Monday, June 09, 2008

Spy Watch

We're living in a surveillance society, so they say. Every where we go our movements, no matter how mundane, are monitored. Even the simplest transaction now seems to require the provision of vast amounts of personal data to officialdom. The whole concept of privacy seems to be under threat. Not, of course, that this seems to be worrying the majority of the great British public. Indeed, the erosion of our civil liberties generally doesn't seem to worry them. Indeed, a recent poll claimed that a majority of voters supported the introduction of new laws allowing the police to hold so-called 'terror' suspects for up to forty-two days without charge - a clear undermining of the basic principles of habeas corpus. Now, whilst this is, in part, undoubtedly due to the fact that people in this country are ignorant and ill-informed, taking most of their 'opinions' from the Sun or the Daily Mail, it is also down to the complacency of the middle classes. They're idea of 'liberty' is having the freedom to buy whatever they like. Consequently, whilst the continued destruction of our civil liberties passes with barely a murmur, increases in the price of fuel cause massive protests and displays of civil disobedience.

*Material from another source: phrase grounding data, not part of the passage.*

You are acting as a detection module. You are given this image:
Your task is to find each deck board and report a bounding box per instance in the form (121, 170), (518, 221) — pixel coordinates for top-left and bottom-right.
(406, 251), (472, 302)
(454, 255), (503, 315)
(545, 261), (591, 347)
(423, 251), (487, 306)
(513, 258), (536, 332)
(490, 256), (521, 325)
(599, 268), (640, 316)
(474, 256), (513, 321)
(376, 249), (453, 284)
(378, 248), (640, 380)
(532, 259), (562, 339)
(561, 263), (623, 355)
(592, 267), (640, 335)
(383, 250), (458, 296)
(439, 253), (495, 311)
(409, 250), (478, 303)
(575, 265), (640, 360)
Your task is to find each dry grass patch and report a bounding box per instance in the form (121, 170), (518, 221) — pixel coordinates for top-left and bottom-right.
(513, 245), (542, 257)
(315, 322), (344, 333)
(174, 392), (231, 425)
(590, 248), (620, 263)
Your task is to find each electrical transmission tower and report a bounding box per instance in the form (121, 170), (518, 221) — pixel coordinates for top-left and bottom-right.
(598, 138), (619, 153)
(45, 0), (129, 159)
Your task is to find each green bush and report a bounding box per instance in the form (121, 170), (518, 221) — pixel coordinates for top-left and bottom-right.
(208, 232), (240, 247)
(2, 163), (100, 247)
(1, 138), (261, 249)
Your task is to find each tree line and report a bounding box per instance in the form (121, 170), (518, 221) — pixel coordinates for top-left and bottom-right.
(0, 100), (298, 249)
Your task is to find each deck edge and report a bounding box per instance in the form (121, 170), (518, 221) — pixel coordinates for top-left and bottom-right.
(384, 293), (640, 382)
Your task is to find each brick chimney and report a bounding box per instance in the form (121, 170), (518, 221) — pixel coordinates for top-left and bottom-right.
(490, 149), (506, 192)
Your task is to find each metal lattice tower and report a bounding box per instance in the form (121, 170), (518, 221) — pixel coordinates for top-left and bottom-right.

However, whilst the state and its agents seem to like taking your picture, they don't seem to like you taking any pictures. Just lately the media has been full of stories of police and local authorities preventing individuals from taking photographs in public places, usually on the grounds of 'security'. Clearly, as this seems to upset them so much, the only way to hit back at them in this battle over our freedom is to give them a taste of their own medicine. I propose that we start loitering outside of the headquarters of the various intelligence agencies, taking pictures of anybody going in or out of their main entrances. Whilst that alone should be guaranteed to get a reaction, what we should then do is post these pictures up on the web. Maybe we could create a new site - 'spywatch.co.uk' or something. If we can identify them, even better - 'name and shame' them as snoopers. If such treatment is good enough for nonces, then surely it is good enough for the voyeuristic bastards who poke their noses into our lives. Let's take it all a stage still further and start following these bastards to their homes, photographing and videoing them all the way. Watch their houses. Go through their bins. Report everything you find on the website. Trust me, this is the only way that we can even begin to wrest back our civil liberties from the state - by exposing and rendering ineffective their agents! So, get those digital cameras out and start making for GCHQ and Vauxhall Cross!